The New York Times Service

No Senegal, popular estilo de luta cruza dinheiro e misticismo

Das formas de luta tradicional, o laamb atingiu patamares incomparáveis em toda a África

09/06/2012 | 01h40
No Senegal,  popular estilo de luta cruza dinheiro e misticismo  Joe Penney/The New York Times
Lutadores passaram meses preparando o corpo para o combate, com horas de treinamento diário Foto: Joe Penney / The New York Times


Dakar, Senegal – Muitos a chamaram de maior luta de todos os tempos. Outros, apenas de maior da temporada. De qualquer forma, o evento era demasiado grande para a limitação de vagas do Estádio Demba Diop – um fato que não passou despercebido por aqueles que começaram a formar fila do lado de fora, às 9 horas, 10 horas antes do evento principal.

Os famosos lutadores chegaram no final da tarde, sendo recebidos por odes musicais e tambores erráticos. Cada um deles, com agilidade, desafiava sua compleição maciça fazendo a "dança dos campeões" e tomando medidas para repelir a magia negra antes de subir ao ringue. No estádio, os preparativos para a luta, realizada em abril, duraram horas; a luta, poucos minutos. Para os lutadores e seus fãs, no entanto, o resultado duraria anos.

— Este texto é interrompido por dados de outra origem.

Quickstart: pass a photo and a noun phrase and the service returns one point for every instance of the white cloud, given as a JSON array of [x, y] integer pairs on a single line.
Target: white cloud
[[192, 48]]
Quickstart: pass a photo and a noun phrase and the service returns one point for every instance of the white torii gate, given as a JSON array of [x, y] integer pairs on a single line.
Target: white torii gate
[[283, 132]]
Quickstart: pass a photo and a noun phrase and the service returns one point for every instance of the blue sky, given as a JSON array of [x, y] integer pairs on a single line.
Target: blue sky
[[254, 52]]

Ainda que existam várias formas de luta tradicional em toda a África Ocidental, a versão do Senegal, conhecida como laamb, atingiu patamares incomparáveis. O laamb termina quando um dos lutadores coloca a cabeça, as costas ou as mãos e os joelhos do oponente no chão. Diferentemente de outras formas de luta, o laamb permite socos em determinados confrontos. É por conta dessas lutas que lutadores, espectadores, patrocinadores, promotores, xamãs, músicos e jornalistas se reúnem a cada fim de semana.

— Nosso costume era lutar pela honra da aldeia — disse o comentarista esportivo Malick Thiandoum, da Rádio e Televisão do Senegal. — Hoje, com os eventos sendo televisionados, e patrocinadores investindo muito dinheiro para ter visibilidade, as lutas se tornaram a forma de sustento de muitos lutadores.

O esporte, que já tem séculos, começou como uma atividade recreativa de pescadores e agricultores. Ocasionalmente, eles lutavam e faziam apostas por sobras da pesca e da colheita. O laamb se tornou uma profissão viável quando o Senegal conquistou sua independência da França, em 1960; os lutadores começaram a receber cerca de 200 dólares por confronto.

Hoje, a tarifa vigente é de 100 mil dólares para lutas de primeira linha, sem incluir os eventos coadjuvantes. Dadas as tarifas e a cobrança de comissões envolvidas na luta em abril, os combatentes – Yahya Diop, que usa o nome artístico Yekini, e Omar Sakho, que atende por Balla Gaye 2 – receberam cerca de 300 mil dólares, de acordo com os meios de comunicação locais.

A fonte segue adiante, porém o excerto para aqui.